Accidental Art
During the Thanksgiving break, I went to The Museum of Modern Art. It is a famous art museum that stands in the middle of NYC. Among all of the fantastic modern art works, I found a special view at a corner near the Impressionism part. It was actually a big normal glass next to many masterpieces on the fourth floor. Although the glass was not noticeable, the accidental art that was framed by the glass was pretty amazing to me.
It was a huge glass from bottom to the top of the wall. A piece of thick brown blind warded behind it. Through the gaps between those horizontal lines of the blind, a part of New York was exhibited in front of me. I regarded this special art work as a picture. The left part of it were many classical buildings with the typical New York style. Some of them were short and old fashion departments, and others were the modern offices. Posters, advertisements, and hundreds of dark green glasses that reflected the shining light. Different colours of traffic lights looked like some tiny dots that produced by an skilful oil painter. The painter hold his wild brush, and swung it in front of the canvas. Those colourful dots were involuted, but also kept in some special orders at the same time because of those city designers. Apparently, the painting of NYC could never be a still life. It was full of movements. Everyone knows the yellow cabs’ position in New York. At the bottom of this painting, many yellow rectangles rushed on the grey street. Pedestrians come and go; they twisted their ways though the cabs, and each of them made the painting even more energetic.

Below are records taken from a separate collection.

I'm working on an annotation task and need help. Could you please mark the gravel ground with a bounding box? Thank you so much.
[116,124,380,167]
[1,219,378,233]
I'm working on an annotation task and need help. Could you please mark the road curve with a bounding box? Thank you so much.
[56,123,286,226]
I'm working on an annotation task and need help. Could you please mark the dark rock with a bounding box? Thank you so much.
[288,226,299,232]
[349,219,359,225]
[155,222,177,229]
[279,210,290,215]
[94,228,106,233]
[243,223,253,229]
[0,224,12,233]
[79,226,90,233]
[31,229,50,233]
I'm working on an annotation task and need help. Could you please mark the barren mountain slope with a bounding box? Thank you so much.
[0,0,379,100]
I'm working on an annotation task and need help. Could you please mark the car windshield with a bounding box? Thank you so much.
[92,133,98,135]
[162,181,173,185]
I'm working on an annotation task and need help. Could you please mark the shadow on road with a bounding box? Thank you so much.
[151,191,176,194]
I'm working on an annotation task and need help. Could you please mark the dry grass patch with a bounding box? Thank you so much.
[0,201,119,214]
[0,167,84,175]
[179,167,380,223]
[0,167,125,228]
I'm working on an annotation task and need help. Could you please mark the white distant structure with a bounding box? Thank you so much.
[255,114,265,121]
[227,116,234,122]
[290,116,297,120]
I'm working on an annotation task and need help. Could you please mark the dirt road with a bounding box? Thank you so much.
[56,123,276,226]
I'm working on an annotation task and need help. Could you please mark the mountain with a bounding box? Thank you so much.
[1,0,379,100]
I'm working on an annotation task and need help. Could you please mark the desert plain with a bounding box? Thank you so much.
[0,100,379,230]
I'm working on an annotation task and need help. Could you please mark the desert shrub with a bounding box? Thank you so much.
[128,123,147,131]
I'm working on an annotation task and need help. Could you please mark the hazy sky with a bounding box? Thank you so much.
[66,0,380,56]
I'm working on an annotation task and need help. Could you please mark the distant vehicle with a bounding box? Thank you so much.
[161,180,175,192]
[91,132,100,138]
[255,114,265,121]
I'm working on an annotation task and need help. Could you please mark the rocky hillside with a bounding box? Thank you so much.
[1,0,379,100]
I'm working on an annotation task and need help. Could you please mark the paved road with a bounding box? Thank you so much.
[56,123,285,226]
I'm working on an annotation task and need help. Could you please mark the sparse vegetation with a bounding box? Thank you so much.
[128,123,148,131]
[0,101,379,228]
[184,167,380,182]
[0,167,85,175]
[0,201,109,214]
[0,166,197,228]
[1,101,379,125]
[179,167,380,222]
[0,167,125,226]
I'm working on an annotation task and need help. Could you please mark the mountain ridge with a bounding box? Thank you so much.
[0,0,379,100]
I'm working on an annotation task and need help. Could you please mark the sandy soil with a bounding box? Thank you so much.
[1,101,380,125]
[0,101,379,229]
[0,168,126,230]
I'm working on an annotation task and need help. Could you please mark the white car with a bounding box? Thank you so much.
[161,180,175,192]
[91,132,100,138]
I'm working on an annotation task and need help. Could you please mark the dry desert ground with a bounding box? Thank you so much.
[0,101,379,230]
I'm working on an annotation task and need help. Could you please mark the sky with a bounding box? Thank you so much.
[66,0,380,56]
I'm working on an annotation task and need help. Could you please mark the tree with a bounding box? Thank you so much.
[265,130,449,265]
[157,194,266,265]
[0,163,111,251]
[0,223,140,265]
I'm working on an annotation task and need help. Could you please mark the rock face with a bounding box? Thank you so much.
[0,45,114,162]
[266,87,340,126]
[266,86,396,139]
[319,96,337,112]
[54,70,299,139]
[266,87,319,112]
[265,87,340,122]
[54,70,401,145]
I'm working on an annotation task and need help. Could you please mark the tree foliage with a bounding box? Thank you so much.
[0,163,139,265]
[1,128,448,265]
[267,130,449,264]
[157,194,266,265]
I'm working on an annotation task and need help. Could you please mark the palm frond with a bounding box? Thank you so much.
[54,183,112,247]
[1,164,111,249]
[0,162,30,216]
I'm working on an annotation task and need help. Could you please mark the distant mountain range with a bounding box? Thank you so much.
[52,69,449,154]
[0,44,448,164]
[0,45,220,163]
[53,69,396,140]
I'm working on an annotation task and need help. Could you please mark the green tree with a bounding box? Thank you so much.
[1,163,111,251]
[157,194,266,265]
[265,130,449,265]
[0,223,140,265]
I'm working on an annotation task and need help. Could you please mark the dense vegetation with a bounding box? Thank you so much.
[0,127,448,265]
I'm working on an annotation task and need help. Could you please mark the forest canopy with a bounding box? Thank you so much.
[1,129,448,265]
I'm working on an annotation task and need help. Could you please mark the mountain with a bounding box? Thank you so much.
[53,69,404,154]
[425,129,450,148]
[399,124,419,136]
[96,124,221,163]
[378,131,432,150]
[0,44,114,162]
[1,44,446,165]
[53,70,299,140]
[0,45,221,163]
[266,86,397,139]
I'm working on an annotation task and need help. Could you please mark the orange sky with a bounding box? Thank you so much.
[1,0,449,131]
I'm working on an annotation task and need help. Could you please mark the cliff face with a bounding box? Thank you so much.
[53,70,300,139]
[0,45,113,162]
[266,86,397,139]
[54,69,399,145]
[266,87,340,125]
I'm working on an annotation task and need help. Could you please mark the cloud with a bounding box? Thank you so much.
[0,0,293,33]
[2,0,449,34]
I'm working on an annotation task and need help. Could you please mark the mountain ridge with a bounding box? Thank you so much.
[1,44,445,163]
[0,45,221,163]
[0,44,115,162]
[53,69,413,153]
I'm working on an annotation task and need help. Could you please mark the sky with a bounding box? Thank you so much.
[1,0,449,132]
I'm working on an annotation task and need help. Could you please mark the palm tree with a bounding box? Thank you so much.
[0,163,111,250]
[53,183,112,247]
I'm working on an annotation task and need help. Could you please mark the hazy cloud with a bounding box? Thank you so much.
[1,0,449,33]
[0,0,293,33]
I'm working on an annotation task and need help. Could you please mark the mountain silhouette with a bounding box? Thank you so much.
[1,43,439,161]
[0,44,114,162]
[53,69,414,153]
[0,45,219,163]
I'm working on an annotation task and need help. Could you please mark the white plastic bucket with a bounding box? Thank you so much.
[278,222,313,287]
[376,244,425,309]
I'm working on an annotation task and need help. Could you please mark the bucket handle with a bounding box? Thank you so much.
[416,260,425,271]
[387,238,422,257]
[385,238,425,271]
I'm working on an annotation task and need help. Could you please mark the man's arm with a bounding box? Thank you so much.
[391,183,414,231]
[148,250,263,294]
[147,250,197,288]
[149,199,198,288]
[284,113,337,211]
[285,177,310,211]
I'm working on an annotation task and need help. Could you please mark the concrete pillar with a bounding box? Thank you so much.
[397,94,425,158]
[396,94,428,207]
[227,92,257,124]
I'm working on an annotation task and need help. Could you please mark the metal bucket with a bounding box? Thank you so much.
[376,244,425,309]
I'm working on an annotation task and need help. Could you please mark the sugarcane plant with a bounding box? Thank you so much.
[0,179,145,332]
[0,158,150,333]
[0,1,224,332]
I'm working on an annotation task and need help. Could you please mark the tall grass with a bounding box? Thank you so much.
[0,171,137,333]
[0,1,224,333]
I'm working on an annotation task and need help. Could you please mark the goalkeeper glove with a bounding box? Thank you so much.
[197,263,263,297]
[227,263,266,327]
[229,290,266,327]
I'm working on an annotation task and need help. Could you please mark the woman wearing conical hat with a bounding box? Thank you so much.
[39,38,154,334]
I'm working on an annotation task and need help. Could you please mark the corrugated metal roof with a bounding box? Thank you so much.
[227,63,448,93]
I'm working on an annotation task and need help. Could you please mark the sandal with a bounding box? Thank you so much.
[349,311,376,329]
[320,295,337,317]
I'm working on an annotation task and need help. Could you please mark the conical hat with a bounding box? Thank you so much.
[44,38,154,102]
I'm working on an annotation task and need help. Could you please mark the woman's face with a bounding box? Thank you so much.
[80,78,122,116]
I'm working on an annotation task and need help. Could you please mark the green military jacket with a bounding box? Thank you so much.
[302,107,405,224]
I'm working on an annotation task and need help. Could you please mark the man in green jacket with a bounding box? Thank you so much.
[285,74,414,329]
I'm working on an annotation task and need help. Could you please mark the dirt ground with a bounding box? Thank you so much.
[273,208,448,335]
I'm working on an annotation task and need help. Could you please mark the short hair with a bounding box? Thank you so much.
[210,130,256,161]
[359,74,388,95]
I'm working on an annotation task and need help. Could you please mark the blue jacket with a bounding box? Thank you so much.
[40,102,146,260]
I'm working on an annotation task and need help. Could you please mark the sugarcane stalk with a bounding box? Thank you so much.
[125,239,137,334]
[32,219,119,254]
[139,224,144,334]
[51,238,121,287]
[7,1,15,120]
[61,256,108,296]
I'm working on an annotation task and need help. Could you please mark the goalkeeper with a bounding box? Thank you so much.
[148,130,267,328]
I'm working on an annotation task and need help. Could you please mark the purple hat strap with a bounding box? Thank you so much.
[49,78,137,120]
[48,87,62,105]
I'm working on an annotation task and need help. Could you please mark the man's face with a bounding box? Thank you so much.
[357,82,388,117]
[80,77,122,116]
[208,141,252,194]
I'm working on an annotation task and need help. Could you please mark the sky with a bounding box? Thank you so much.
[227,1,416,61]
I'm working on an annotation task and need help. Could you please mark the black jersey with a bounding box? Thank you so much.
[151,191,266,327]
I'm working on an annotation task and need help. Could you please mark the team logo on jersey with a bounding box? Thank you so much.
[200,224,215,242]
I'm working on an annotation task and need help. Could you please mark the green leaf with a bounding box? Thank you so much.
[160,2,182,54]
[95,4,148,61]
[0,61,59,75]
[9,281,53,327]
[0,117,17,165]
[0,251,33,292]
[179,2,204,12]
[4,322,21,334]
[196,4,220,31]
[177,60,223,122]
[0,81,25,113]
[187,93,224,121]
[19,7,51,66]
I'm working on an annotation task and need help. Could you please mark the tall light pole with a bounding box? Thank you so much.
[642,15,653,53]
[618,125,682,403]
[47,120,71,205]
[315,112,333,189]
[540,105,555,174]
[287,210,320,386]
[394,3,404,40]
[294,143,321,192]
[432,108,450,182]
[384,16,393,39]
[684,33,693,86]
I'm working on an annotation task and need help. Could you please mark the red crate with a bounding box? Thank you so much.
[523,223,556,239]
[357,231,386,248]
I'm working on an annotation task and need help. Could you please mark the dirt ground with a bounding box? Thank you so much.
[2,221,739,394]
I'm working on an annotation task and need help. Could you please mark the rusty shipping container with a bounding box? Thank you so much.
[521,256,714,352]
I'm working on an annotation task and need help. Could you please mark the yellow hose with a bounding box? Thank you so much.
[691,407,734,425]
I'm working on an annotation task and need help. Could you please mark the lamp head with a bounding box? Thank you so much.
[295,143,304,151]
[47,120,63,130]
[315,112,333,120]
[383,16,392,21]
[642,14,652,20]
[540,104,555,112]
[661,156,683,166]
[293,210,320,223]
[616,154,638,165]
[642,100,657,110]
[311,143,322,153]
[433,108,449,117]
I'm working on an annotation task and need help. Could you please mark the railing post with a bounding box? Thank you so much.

The right part of the painting was what I liked the most. It was a building stand right opposite of MOMA. It had little wall, and most part of that side were glasses. Therefore, everything in it can be seen by its audiences. It was an office building, but its decoration style was very modern. Furnitures were mostly white with a little red, beige, and green. The first floor of it had a huge sofa in the middle. Some greens were put around the sofa. Desks were the protagonists in the second floor; it seemed like a meeting room. Hundreds of files were collected together in different shapes of boxes. The third floor was more like their dining hall with red food bars and white chairs. Each floor had different arrangement, but they all took simplicity to extreme. In my point of view, that building can be regard as the counterpart of many New Yorkers’ lives. It used its own way to show the visitors in MOMA what is the other side of the modern art.
Buildings, streets, and decorations. The fantastic glass mixed three elements harmoniously. It lived in Modern Art Museum, and it was indeed an accidental art. Art is from life, and this special art work made me realise the different two faces of art. Our cities were built by hundreds of talented designers who were graduated from the professional design school. However, sometimes the quintessences of art may be actually excavated from the cities that we live in. This is a circulation of the endless inspiration.